Il registaCome hai scelto il soggetto del tuo film?
In parte è la prosecuzione del mio film precedente, L’uomo in più, in parte mi piace fare film su cose che non conosco. In questo caso la Svizzera, la mafia, la finanza. Diciamo che girando per alberghi sono rimasto affascinato dalla presenza di uomini d’affari stranamente oziosi e ho voluto fantasticare.

Come ti sei documentato?
Scegliendo di occuparmi di ambienti che non avevo mai approfondito ho dovuto faticare per documentarmi. La mafia poi non è un fenomeno per cui basta fare due domande in giro… faccio un solo esempio: ho tentato per mesi di conoscere un direttore di banca svizzero e non ci sono riuscito. Alla fine ho lasciato stare le indagini e mi sono affidato molto all’immaginazione.

Anche con la mafia?
Per quella mi sono rifatto alle intercettazioni giudiziarie usate anche per il la serie del Commissario Ultimo. E’ incredibile come questi criminali si lascino andare in discussioni riguardanti la musica, la lirica, il cinema. Veramente inaspettato, una sorpresa. C’è da dire poi che la mafia italiana è sempre stata sottovalutata, dal cinema soprattutto, rispetto alla enorme quantità di materiale disponibile sul crimine in america. Basta documentarsi per scoprire che l’intera mafia americana era al servizio di quella siciliana, di una piccola isola! Insomma un fenomeno importante, un peccato non parlarne.

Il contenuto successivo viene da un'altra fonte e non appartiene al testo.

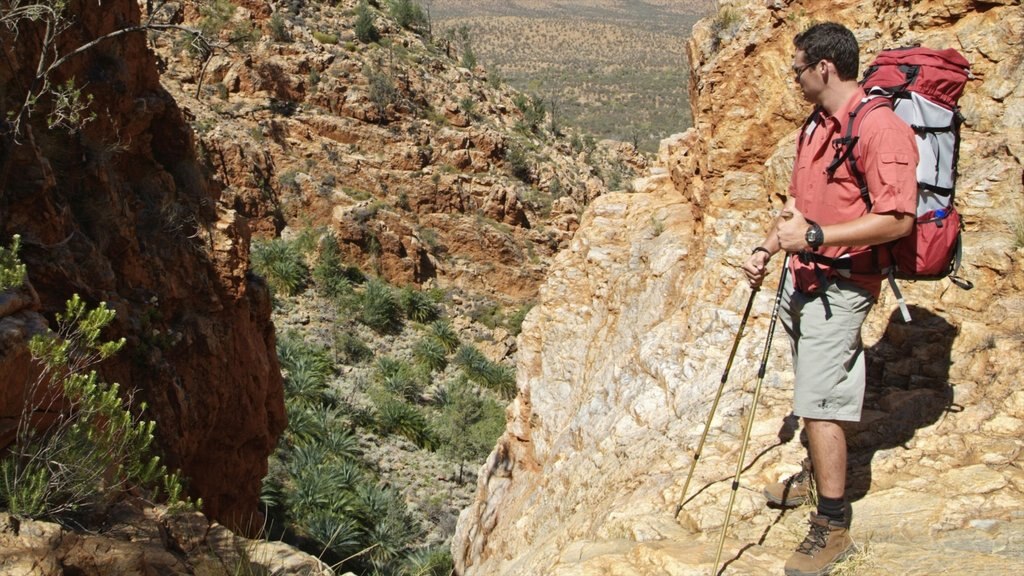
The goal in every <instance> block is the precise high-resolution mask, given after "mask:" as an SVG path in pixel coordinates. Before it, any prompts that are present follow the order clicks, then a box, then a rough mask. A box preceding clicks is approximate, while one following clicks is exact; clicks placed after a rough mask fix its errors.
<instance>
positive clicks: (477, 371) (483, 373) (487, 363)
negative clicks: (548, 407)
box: [453, 344, 515, 398]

Hai fatto un film denso di sentimenti, esaltati tra l’altro dai ritmi lenti e tarati a perfezione sugli stati d’animo del protagonista. Cosa importa veramente?
Guardando la fine del film ci si rende conto che a prevalere è il sentimento dell’amicizia, ancora più che l’amore. Un tributo dovuto anche nel caso di un’amicizia idealizzata, non affievolitasi nemmeno in 20 anni di lontananza, di alienazione. Il protagonista è un bugiardo, la verità che vive è noiosa e allora inventa, si lascia trasportare dall’immaginazione, cambia col tempo. Ma certe cose restano.

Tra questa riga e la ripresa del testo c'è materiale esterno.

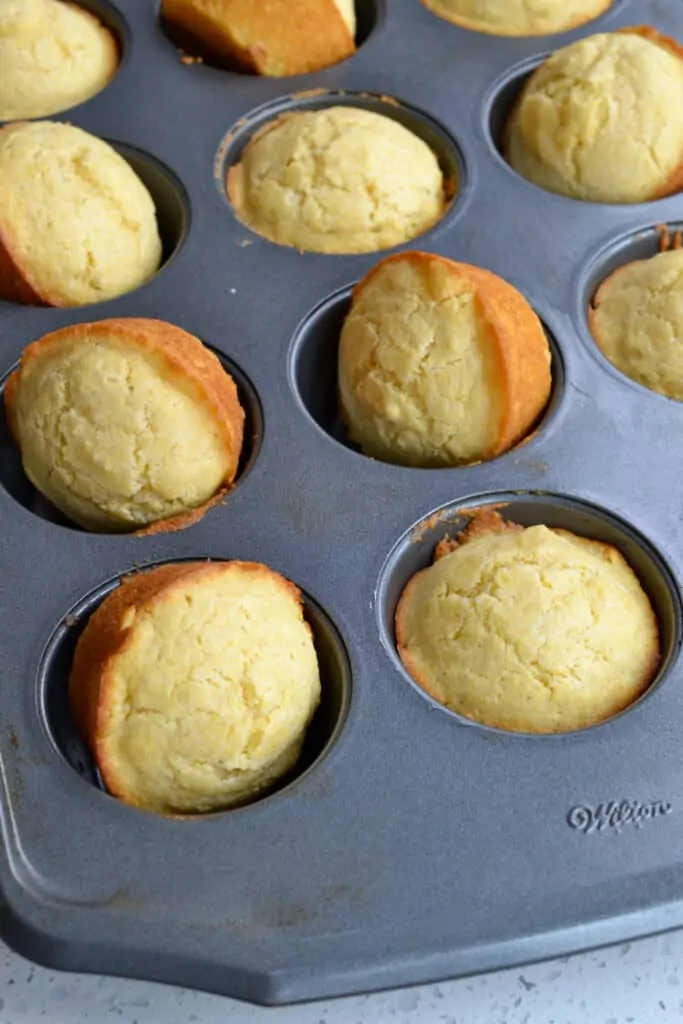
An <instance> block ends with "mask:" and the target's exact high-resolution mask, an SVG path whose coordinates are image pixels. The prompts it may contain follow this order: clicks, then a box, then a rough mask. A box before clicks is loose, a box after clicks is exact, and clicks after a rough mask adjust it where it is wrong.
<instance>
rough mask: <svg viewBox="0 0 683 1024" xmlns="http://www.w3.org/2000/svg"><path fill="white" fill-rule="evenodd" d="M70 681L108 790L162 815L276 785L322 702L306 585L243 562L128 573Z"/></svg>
mask: <svg viewBox="0 0 683 1024" xmlns="http://www.w3.org/2000/svg"><path fill="white" fill-rule="evenodd" d="M69 686H70V698H71V706H72V710H73V713H74V718H75V720H76V723H77V725H78V727H79V729H80V731H81V733H82V735H83V737H84V739H85V740H86V742H87V743H88V746H89V748H90V750H91V752H92V755H93V758H94V760H95V763H96V764H97V767H98V768H99V771H100V773H101V776H102V779H103V782H104V784H105V786H106V788H108V791H109V792H110V793H111V794H112V795H113V796H115V797H119V799H121V800H123V801H125V802H126V803H128V804H133V805H134V806H136V807H141V808H144V809H145V810H148V811H156V812H158V813H161V814H177V813H180V814H193V813H199V812H202V811H216V810H221V809H223V808H227V807H231V806H234V805H237V804H244V803H245V802H246V801H248V800H250V799H253V798H254V797H256V796H258V795H259V794H260V793H262V792H263V791H264V790H267V788H268V787H269V786H271V785H272V784H273V783H274V782H275V781H276V780H278V779H280V778H281V777H282V776H283V775H284V774H285V773H286V772H288V771H289V770H290V769H291V768H292V767H293V766H294V764H295V763H296V761H297V759H298V757H299V754H300V751H301V745H302V742H303V739H304V735H305V731H306V728H307V726H308V724H309V722H310V720H311V718H312V716H313V713H314V711H315V709H316V707H317V705H318V702H319V698H321V680H319V673H318V667H317V657H316V654H315V648H314V646H313V641H312V637H311V632H310V628H309V626H308V624H307V623H306V622H305V620H304V617H303V610H302V600H301V594H300V592H299V590H298V589H297V588H296V587H295V586H294V585H293V584H291V583H289V582H288V581H287V580H285V579H284V578H283V577H282V575H280V573H278V572H274V571H273V570H272V569H269V568H268V567H267V566H265V565H261V564H258V563H256V562H240V561H233V562H184V563H181V564H172V565H163V566H160V567H158V568H154V569H152V570H150V571H147V572H142V573H139V574H137V575H133V577H128V578H127V579H125V580H124V581H123V583H122V584H121V585H120V586H119V588H118V589H117V590H115V591H113V593H111V594H110V595H109V596H108V597H106V598H105V599H104V601H103V602H102V604H100V606H99V607H98V608H97V610H96V611H95V612H94V613H93V615H92V616H91V617H90V621H89V622H88V625H87V626H86V628H85V631H84V632H83V634H82V636H81V637H80V639H79V642H78V646H77V648H76V656H75V658H74V666H73V669H72V672H71V678H70V683H69Z"/></svg>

Ancora un personaggio tutto sommato negativo, un perdente. Ne sei affascinato?
E’ innegabile che i personaggi negativi siano più interessanti rispetto a mettere in scena un blocco monolitico di positività. Il 900 ha portato con sé una visione della vita pessimistica, si è persa la speranza…

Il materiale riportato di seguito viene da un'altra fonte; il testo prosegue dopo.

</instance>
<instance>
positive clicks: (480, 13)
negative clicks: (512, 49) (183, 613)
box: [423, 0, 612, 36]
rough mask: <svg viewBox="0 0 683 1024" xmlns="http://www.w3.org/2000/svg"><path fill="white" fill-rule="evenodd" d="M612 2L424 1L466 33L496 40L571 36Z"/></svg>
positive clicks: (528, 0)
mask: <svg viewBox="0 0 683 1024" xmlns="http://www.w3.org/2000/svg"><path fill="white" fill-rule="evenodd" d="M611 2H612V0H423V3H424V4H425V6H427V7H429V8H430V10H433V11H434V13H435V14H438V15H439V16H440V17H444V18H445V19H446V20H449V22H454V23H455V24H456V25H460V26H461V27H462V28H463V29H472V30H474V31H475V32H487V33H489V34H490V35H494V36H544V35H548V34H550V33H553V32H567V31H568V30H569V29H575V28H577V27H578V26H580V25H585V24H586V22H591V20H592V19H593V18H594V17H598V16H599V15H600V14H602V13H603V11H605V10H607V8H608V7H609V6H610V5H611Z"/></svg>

Il suono sembra avere un ruolo preponderante: rumori molto accentuati di soldi contati e cerniere che si chiudono. Un ruolo di primo piano?
Un ruolo molto importante che è stato valorizzato dal lungo tempo che gli abbiamo dedicato in post–produzione. E’ una fase che spesso si affronta in fretta, io ho voluto prendere tutto il tempo necessario per curare questo aspetto: improvvise deflagrazioni sonore dopo lunghi silenzi, falsare il rumore di una cerniera o di un colpo di pistola sono elementi utilissimi che mi hanno consentito di scandire il tempo.

I tuoi film hanno una stile personale, riconoscibile, non facilmente classificabile. Ti è capitato di ispirarti a qualche regista, sceneggiatore o scrittore in particolare?
E’ vero, non mi ritengo inquadrato in una corrente o in uno stile particolare. Posso dire di apprezzare molto il cinema USA anni 70, quello indipendente e quello francese e di essere un fan di Scorsese, Coppola. L’Italia invece promette molto bene con giovani come Garrone, Martone. Oggi non si fa più autobiografismo, ma c’è una grande prova di passione, di tecnica. Un ritorno del nostro cinema.